Não subscrevo a ideia de que o Hamas é apenas um movimento de libertação, mas é um subterfúgio colonialista acusar de terrorismo toda e qualquer resistência por parte dos colonizados. Reafirmo que não apoio o ataque do Hamas, mas chamo a atenção para a metodologia segundo a qual, a nação norte-americana foi fundada – com demasiados paralelismos com a de Israel. E também os norte-americanos se rebelaram contra os seus colonizadores, socorrendo-se de técnicas que, à luz da sua política actual, seriam consideradas terroristas. Apesar de tudo o que o Hamas faz e fez, também tem um papel determinante na acção social da Palestina, providenciando apoio negado pelo resto do mundo. Assim é, porque Israel tem constantemente aumentado o nível de opressão, sendo os colonatos apenas a face mais visível e óbvia. Não faltam vídeos, artigos e relatos ao longo dos anos, das mais diversas formas de apropriação israelita, desde espancamentos, torturas, roubos, violações, homicídios e descriminação (esta prevista legalmente em Israel) desde 1948. A sua fundação foi baseada em actos terroristas – não diferentes dos do Hamas ou do ISIS – que muitos judeus condenaram, tal como condenam hoje a resposta desproporcionada e mal direcionada de Israel, que ataca insistentemente a população palestiniana, ao invés dos perpetradores do ataque. Judeus esses que também condenam a gestão genocida do território. Vidas são vidas, não obstante o lado em que estão, mas há uma permanente e insistente desvalorização, por parte da comunicação e das políticas ocidentais, da perda de vidas cuja existência não reflictam a mentalidade colonizadora primeiro-mundista. Essa forma de descriminação estrutural – herdada do colonialismo – mais não é do que xenofobia e racismo encapotados e conduz a atrocidades como esta. Nunca ouvimos mencionada a arabofobia porque os racistas são sempre os outros.
A conivência de parte da ONU e a complacência de outra parte, trouxeram-nos aqui. O Hamas é tanto fruto do radicalismo islâmico como da indiferença e dos jogos de interesse da hegemonia ocidental.

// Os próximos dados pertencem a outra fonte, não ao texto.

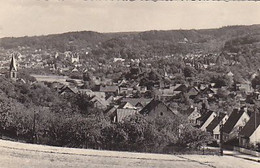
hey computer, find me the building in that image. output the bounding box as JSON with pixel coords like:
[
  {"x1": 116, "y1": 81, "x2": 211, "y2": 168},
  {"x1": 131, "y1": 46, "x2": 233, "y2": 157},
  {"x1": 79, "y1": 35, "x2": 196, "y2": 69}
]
[
  {"x1": 197, "y1": 111, "x2": 217, "y2": 131},
  {"x1": 121, "y1": 98, "x2": 152, "y2": 111},
  {"x1": 59, "y1": 85, "x2": 78, "y2": 95},
  {"x1": 185, "y1": 106, "x2": 201, "y2": 125},
  {"x1": 239, "y1": 112, "x2": 260, "y2": 147},
  {"x1": 139, "y1": 99, "x2": 178, "y2": 118},
  {"x1": 222, "y1": 107, "x2": 250, "y2": 142},
  {"x1": 89, "y1": 96, "x2": 109, "y2": 110},
  {"x1": 71, "y1": 53, "x2": 80, "y2": 63},
  {"x1": 10, "y1": 54, "x2": 18, "y2": 80},
  {"x1": 114, "y1": 109, "x2": 138, "y2": 122},
  {"x1": 206, "y1": 112, "x2": 228, "y2": 142},
  {"x1": 78, "y1": 89, "x2": 106, "y2": 99},
  {"x1": 99, "y1": 85, "x2": 119, "y2": 96}
]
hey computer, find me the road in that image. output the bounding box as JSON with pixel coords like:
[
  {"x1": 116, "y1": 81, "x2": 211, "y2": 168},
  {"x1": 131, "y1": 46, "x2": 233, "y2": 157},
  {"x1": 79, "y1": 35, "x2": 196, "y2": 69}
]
[{"x1": 0, "y1": 139, "x2": 259, "y2": 168}]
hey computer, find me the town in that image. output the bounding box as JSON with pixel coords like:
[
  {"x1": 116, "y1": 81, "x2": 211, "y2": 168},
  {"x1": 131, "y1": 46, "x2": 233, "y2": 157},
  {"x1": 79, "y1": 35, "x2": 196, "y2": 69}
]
[{"x1": 0, "y1": 25, "x2": 260, "y2": 158}]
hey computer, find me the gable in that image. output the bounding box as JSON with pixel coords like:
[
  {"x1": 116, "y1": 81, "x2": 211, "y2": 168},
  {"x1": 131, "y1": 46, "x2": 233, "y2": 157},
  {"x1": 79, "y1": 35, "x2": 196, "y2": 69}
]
[
  {"x1": 249, "y1": 125, "x2": 260, "y2": 144},
  {"x1": 206, "y1": 113, "x2": 227, "y2": 132},
  {"x1": 140, "y1": 99, "x2": 177, "y2": 118},
  {"x1": 222, "y1": 109, "x2": 249, "y2": 134},
  {"x1": 187, "y1": 87, "x2": 199, "y2": 95},
  {"x1": 239, "y1": 113, "x2": 259, "y2": 138}
]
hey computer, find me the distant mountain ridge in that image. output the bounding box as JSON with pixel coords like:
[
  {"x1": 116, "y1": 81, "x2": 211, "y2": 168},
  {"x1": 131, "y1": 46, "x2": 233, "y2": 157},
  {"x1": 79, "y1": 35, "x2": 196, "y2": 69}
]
[{"x1": 0, "y1": 24, "x2": 259, "y2": 57}]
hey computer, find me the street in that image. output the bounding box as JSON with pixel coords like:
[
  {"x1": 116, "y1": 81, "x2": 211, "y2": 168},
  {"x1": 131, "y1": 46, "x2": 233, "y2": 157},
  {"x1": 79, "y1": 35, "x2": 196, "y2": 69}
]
[{"x1": 0, "y1": 139, "x2": 259, "y2": 168}]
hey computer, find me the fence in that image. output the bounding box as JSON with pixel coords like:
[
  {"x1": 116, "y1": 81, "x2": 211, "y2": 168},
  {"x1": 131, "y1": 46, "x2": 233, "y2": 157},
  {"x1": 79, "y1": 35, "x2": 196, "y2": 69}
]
[{"x1": 234, "y1": 146, "x2": 260, "y2": 157}]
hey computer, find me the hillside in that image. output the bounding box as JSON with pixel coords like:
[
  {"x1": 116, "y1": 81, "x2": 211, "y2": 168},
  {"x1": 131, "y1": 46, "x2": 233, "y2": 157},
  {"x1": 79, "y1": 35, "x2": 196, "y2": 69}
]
[
  {"x1": 0, "y1": 24, "x2": 260, "y2": 83},
  {"x1": 1, "y1": 25, "x2": 259, "y2": 56}
]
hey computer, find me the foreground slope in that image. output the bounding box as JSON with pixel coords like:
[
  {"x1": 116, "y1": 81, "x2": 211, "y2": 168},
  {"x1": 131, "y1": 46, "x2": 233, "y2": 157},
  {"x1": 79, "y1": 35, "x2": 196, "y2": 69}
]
[{"x1": 0, "y1": 139, "x2": 259, "y2": 168}]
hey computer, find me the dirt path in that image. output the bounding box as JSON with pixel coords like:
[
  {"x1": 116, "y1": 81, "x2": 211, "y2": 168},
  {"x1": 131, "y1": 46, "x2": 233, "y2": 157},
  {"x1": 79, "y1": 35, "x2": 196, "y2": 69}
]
[{"x1": 0, "y1": 139, "x2": 259, "y2": 168}]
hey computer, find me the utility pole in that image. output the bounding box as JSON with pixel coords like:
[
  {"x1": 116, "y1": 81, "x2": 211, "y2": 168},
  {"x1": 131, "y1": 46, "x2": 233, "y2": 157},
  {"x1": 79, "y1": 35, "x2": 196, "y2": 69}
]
[
  {"x1": 219, "y1": 120, "x2": 224, "y2": 156},
  {"x1": 32, "y1": 110, "x2": 36, "y2": 143},
  {"x1": 32, "y1": 110, "x2": 38, "y2": 144},
  {"x1": 255, "y1": 111, "x2": 257, "y2": 145},
  {"x1": 218, "y1": 110, "x2": 224, "y2": 156}
]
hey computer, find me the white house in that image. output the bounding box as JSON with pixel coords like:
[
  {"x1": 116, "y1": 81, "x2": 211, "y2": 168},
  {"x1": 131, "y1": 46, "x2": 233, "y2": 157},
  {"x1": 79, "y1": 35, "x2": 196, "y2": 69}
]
[
  {"x1": 222, "y1": 107, "x2": 250, "y2": 141},
  {"x1": 239, "y1": 112, "x2": 260, "y2": 147},
  {"x1": 197, "y1": 111, "x2": 217, "y2": 131}
]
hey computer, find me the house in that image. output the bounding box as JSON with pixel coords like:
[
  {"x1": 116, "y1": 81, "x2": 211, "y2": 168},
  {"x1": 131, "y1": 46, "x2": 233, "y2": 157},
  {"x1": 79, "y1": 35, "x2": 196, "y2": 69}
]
[
  {"x1": 78, "y1": 89, "x2": 106, "y2": 99},
  {"x1": 222, "y1": 107, "x2": 250, "y2": 142},
  {"x1": 118, "y1": 102, "x2": 137, "y2": 110},
  {"x1": 121, "y1": 98, "x2": 152, "y2": 111},
  {"x1": 227, "y1": 71, "x2": 234, "y2": 77},
  {"x1": 138, "y1": 85, "x2": 148, "y2": 93},
  {"x1": 198, "y1": 83, "x2": 208, "y2": 91},
  {"x1": 105, "y1": 95, "x2": 114, "y2": 105},
  {"x1": 104, "y1": 105, "x2": 119, "y2": 122},
  {"x1": 199, "y1": 87, "x2": 216, "y2": 98},
  {"x1": 239, "y1": 112, "x2": 260, "y2": 147},
  {"x1": 197, "y1": 111, "x2": 217, "y2": 131},
  {"x1": 106, "y1": 101, "x2": 138, "y2": 123},
  {"x1": 59, "y1": 85, "x2": 78, "y2": 95},
  {"x1": 100, "y1": 85, "x2": 119, "y2": 96},
  {"x1": 71, "y1": 67, "x2": 79, "y2": 72},
  {"x1": 206, "y1": 112, "x2": 229, "y2": 142},
  {"x1": 186, "y1": 86, "x2": 199, "y2": 99},
  {"x1": 71, "y1": 53, "x2": 80, "y2": 63},
  {"x1": 114, "y1": 109, "x2": 137, "y2": 122},
  {"x1": 173, "y1": 84, "x2": 188, "y2": 95},
  {"x1": 121, "y1": 98, "x2": 152, "y2": 107},
  {"x1": 118, "y1": 79, "x2": 128, "y2": 87},
  {"x1": 155, "y1": 88, "x2": 175, "y2": 102},
  {"x1": 118, "y1": 87, "x2": 134, "y2": 95},
  {"x1": 236, "y1": 83, "x2": 253, "y2": 94},
  {"x1": 185, "y1": 106, "x2": 201, "y2": 125},
  {"x1": 113, "y1": 58, "x2": 125, "y2": 62},
  {"x1": 139, "y1": 99, "x2": 178, "y2": 118},
  {"x1": 89, "y1": 96, "x2": 109, "y2": 110}
]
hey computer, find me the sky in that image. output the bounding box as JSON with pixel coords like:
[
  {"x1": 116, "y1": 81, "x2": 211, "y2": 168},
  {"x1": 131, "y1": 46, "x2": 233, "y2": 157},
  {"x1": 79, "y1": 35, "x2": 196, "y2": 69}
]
[{"x1": 0, "y1": 0, "x2": 259, "y2": 38}]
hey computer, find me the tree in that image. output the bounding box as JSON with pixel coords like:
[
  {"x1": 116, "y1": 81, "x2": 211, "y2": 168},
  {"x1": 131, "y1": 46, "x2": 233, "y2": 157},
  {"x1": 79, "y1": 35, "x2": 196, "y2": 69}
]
[
  {"x1": 183, "y1": 66, "x2": 196, "y2": 78},
  {"x1": 177, "y1": 124, "x2": 213, "y2": 149},
  {"x1": 252, "y1": 76, "x2": 260, "y2": 89}
]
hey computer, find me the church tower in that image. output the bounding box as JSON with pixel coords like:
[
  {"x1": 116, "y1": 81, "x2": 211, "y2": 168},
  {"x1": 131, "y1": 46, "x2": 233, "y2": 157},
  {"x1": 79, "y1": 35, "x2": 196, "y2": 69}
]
[{"x1": 10, "y1": 54, "x2": 18, "y2": 80}]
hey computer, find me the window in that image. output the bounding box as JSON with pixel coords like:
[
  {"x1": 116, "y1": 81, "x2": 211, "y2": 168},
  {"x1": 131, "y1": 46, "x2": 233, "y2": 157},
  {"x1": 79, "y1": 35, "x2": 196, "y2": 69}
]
[
  {"x1": 12, "y1": 72, "x2": 16, "y2": 78},
  {"x1": 160, "y1": 112, "x2": 163, "y2": 116}
]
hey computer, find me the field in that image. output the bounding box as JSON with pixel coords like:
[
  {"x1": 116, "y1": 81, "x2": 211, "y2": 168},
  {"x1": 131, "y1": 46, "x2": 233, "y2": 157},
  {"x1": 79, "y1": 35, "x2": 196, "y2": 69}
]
[{"x1": 0, "y1": 139, "x2": 259, "y2": 168}]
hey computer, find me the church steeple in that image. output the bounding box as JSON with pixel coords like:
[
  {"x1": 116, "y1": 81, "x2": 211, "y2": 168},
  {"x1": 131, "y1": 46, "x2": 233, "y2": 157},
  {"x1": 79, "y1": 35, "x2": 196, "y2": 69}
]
[{"x1": 10, "y1": 54, "x2": 18, "y2": 80}]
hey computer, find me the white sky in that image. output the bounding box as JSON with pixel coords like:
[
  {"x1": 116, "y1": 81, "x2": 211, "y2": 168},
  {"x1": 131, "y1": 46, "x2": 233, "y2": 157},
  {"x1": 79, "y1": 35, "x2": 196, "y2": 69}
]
[{"x1": 0, "y1": 0, "x2": 259, "y2": 38}]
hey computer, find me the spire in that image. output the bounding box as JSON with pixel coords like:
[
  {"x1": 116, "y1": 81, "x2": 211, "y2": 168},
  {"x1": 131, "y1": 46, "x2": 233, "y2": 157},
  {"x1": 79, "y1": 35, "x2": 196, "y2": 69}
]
[
  {"x1": 10, "y1": 54, "x2": 18, "y2": 80},
  {"x1": 10, "y1": 54, "x2": 17, "y2": 72}
]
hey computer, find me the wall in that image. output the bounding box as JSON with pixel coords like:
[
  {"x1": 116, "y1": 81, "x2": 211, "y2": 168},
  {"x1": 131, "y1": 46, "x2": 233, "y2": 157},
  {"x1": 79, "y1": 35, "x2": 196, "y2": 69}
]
[
  {"x1": 250, "y1": 125, "x2": 260, "y2": 145},
  {"x1": 213, "y1": 115, "x2": 229, "y2": 135},
  {"x1": 234, "y1": 146, "x2": 260, "y2": 157},
  {"x1": 233, "y1": 112, "x2": 250, "y2": 129}
]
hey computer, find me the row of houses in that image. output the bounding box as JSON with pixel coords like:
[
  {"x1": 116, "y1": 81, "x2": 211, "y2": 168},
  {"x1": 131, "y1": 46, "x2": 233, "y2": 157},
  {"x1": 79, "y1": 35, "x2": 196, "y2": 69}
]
[{"x1": 190, "y1": 106, "x2": 260, "y2": 147}]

Infelizmente, o jornalismo actual é feito de sangue e emoções baratas, e privilegia o drama humano em vez da informação factual, impedindo que cada um tome uma posição baseada em factos e não em avalanches informativas sem nexo ou contexto. Socorro-me novamente de Slavoj Žižek na Feira do Livro de Frankfurt: apenas os livros resolvem.